Instrução Normativa GABIN/ICMBio nº 09/2023

 Art. 86. Para efeito de agravamento da multa por reincidência, poderão ser utilizados autos de infração confirmados por outros órgãos integrantes do Sistema Nacional do Meio Ambiente – SISNAMA.

§ 1º O ICMBio poderá celebrar acordos de cooperação com órgãos estaduais e municipais de meio ambiente visando dar cumprimento ao disposto neste artigo.

§ 2º A informação acerca de eventuais autos de infração confirmados também poderá ser solicitada aos órgãos estaduais e municipais de meio ambiente, com base na Lei nº 10.650, de 16 de abril de 2003

Instrução Normativa IBAMA nº 19/2023

 Art. 24. O cometimento de nova infração ambiental pelo mesmo infrator, no período de cinco anos, contados da data em que a decisão administrativa que o tenha condenado por infração anterior tenha se tornado definitiva, implicará:

[…]

§ 1º As infrações ambientais praticadas pelo mesmo infrator e definitivamente julgadas pelas autoridades dos demais órgãos integrantes do Sistema Nacional de Meio Ambiente (Sisnama) poderão ser consideradas para o agravamento por reincidência pelo Ibama

Regulamentação de reincidência que majorem sanções

A principal problemática reside na ilegalidade de normas infralegais regulamentarem a reincidência que resulta em majoração das sanções, sendo que tal situação não é prevista na legislação hierarquicamente superior. O princípio da legalidade exige que qualquer sanção administrativa tenha previsão clara em lei, sendo questionável a validade de instruções normativas que ampliam as consequências jurídicas de infrações sem respaldo explícito na legislação de regência.

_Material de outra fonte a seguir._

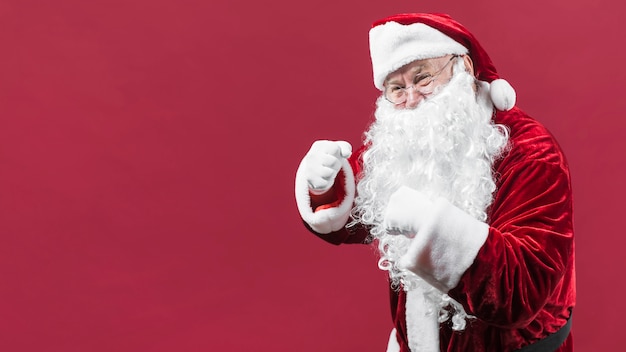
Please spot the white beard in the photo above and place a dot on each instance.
(444, 148)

Ademais, a previsão de que o ICMBio “poderá celebrar acordos de cooperação” com órgãos estaduais e municipais para dar cumprimento ao disposto no artigo 86 da referida IN também não encontra respaldo legal. Em que pese a ilegalidade na aplicação de tal reincidência, o fato é que o ICMBio tem lançado mão de tal expediente e mais, sem indicar expressamente a existência qualquer acordo de cooperação no âmbito dos processos federais instaurados pelo Instituto, o que só majora a insegurança jurídica.

A falta de previsibilidade e uniformidade na aplicação da reincidência entre diferentes esferas federativas pode gerar insegurança jurídica para os administrados. Sem previsão expressa em lei, a utilização de autos estaduais e municipais para agravar penalidades federais pode violar o princípio da legalidade e abrir margem para contestações judiciais.

Dessa forma, um dos grandes desafios é garantir que a aplicação da reincidência ocorra dentro de critérios objetivos e legais, assegurando que as sanções administrativas sejam previsíveis e não resultem em interpretações arbitrárias ou expansivas que prejudiquem os administrados.

Diante do exposto, verifica-se que a utilização de autos de infração estaduais ou municipais para caracterizar reincidência em processos federais apresenta diversas fragilidades jurídicas. A ausência de previsão expressa na legislação ambiental federal, somada à autonomia dos entes federativos e à repartição de competências estabelecida pela Lei Complementar nº 140/2011, demonstra que essa prática carece de fundamentação legal adequada.

 


[1] SUNDFELD, Carlos Ari; SOUZA, Rodrigo Pagani de. Reincidência no direito administrativo sancionador. Revista do Direito Público, Londrina, v. 12, n. 1, abr. 2017.